I have 2 questions. One is, are you seeing any specific trend in terms of the merchandise, which is getting sold, especially when we saw the demand going up in month of July and to the mid of 15th of August? So anything specific like marriage-wear or maybe denim-wear which is doing better as compared to other categories like normal wear.

Lalit Agarwal

executive
#79

So Akhil, especially, we've seen a very... [Technical Difficulty]

Operator

operator
#80

Sorry, sir. please go ahead.

Lalit Agarwal

executive
#81

Akhil, you're there?

Akhil Parekh

analyst
#82

Yes, sir.

Lalit Agarwal

executive
#83

We've seen good demand rise coming in from especially kids wear. Kids wear really has rose very well, and it has done very well. And other than kids wear, we have also seen demand rise coming in from casual wear, which is both casual shirts, T-shirts and women's, which are -- which have given a good rise. So we expect that to continue. But yes, wedding wear also has seen a good growth, but not too much.

Akhil Parekh

analyst
#84

Okay, Okay. And my second question is on the e-commerce part. Like, in a previous question, you mentioned that Mumbai and Hyderabad were the third and fourth largest cities for us for e-commerce. How is the processing happening for these orders because we don't have, I believe, fulfillment centers spread across India? So any plans around putting up fulfillment centers given we are targeting to reclassify for some of e-commerce sales in the next 1 or 2 years.

Lalit Agarwal

executive
#85

Yes.

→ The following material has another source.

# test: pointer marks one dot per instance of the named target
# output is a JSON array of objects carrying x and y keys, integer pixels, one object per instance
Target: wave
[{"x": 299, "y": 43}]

So we -- as you all know, that the Unlimited piece, which is what we have acquired now. So those ultimately will also be our omni centers, and they would also be our fulfillment centers going ahead. So we are now -- we will become a pan-India player. We will have those centers, which is near to the customer. Today, it is getting serviced by the nearest store from that city or by the warehouse itself.

Akhil Parekh

analyst
#86

Got it. Got it. Sir, just one bookkeeping question. If you can highlight average basket price for e-commerce, if possible? Average ticket size?

Lalit Agarwal

executive
#87

Average, INR 550.

Operator

operator
#88

Thank you. Ladies and gentlemen, due to time constraint, that was the last question. I would now like to hand the conference over to the management for their closing comments.

Lalit Agarwal

executive
#89

Thank you, everyone, for being on the call. I know this has been the second call in this quarter, and we will definitely keep talking more and keep meeting more. We have very, very exciting times coming ahead. Wish us all the best in the festival. In the integration plan, there are a lot of experiments that we have done. We really want to work hard and strategize well so that we are able to come out successful and meet you once again post this quarter. So thank you so much for being there. Once again, wishing you all the best, and have a safe day. Thank you. Bye.

Operator

operator
#90

Thank you very much, sir. Ladies and gentlemen, on behalf of ICICI Securities, that concludes this conference call. Thank you for joining us, and you may now disconnect your lines.